Écrire une résolution de nouvel an est une forme plus tangible d'amour-propre

JAKARTA - Ecrire une nouvelle année est devenu un rituel annuel pour beaucoup de gens. À la fin de l’année, les papiers, les notes de téléphone portable, jusqu’aux publications sur les médias sociaux sont remplis de listes d’espoirs et d’objectifs de vie à atteindre l’an prochain.

Pour certains, les résolutions sont un symbole de nouveaux commencements, tandis que pour d'autres, elles provoquent une pression en raison de l'ombre des échecs de l'année précédente.

La psychologue clinique de Personal Growth, Phoebe Ramadina, M. Psi., Psychologue, rappelle que les résolutions ne doivent pas être comprises comme des exigences rigoureuses envers soi-même. Selon lui, les résolutions idéales partent plutôt d’une attitude d’amour-propre en établissant des mesures réalistes et adaptées à la capacité.

« Commencez par des gestes petits et réalistes, concentrez-vous sur le processus et apprenez à apprécier chaque avance, aussi petite soit-elle », a déclaré Phoebe, cit́é par ANTARA.

Il estime que beaucoup de gens sont souvent pris au piège de faire des résolutions trop générales, trop élevées ou même trop nombreuses en une seule fois.

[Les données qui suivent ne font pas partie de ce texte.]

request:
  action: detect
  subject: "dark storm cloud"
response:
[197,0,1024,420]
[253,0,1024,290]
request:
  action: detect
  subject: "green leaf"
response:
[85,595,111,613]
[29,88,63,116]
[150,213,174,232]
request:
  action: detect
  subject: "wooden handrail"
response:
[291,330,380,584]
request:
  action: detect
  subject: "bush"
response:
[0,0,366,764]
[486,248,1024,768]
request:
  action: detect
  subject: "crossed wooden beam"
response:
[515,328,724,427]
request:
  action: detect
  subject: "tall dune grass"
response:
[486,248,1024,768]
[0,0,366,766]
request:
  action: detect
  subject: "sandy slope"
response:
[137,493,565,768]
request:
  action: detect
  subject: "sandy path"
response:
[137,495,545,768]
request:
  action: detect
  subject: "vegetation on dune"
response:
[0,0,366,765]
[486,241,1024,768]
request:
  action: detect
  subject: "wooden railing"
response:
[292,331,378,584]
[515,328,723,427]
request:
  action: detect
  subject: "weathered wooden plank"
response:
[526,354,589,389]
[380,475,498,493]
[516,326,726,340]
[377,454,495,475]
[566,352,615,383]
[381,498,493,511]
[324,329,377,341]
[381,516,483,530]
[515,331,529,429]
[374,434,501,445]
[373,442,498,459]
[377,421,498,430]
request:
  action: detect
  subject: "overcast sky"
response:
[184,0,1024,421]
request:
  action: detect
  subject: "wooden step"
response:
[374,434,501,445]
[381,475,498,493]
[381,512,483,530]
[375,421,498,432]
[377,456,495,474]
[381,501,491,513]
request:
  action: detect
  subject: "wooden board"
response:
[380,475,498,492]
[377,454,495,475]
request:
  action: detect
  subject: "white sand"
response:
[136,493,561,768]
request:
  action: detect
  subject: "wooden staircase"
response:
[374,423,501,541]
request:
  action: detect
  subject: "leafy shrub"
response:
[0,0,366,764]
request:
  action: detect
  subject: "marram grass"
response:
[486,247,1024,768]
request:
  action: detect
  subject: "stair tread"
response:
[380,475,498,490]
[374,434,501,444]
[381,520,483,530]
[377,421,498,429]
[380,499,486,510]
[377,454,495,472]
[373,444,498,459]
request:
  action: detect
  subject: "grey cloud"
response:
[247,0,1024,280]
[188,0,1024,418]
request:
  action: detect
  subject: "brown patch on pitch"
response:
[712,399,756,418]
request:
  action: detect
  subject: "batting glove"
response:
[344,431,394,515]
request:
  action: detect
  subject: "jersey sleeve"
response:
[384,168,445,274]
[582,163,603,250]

En conséquence, les résolutions se sentent lourdes dès le début et il est difficile de les exécuter de manière constante.

Dans le processus de composition de la résolution, Phoebe a également souligné l’importance de s’adapter aux objectifs avec les valeurs de vie et les conditions personnelles. Elle rappelle de ne pas comparer les réalisations à celles des autres, car chaque individu a un rythme, des défis et des ressources différents.

« Les résolutions saines devraient être spécifiques, claires, mesurables et progressives. Les résolutions doivent être aussi rélevante aux besoins émotifs et à la situation de vie actuelle, et non seulement suivre les normes des autres », a déclaré le psychologue diplô̂me de l’Universitât d’Indonésie.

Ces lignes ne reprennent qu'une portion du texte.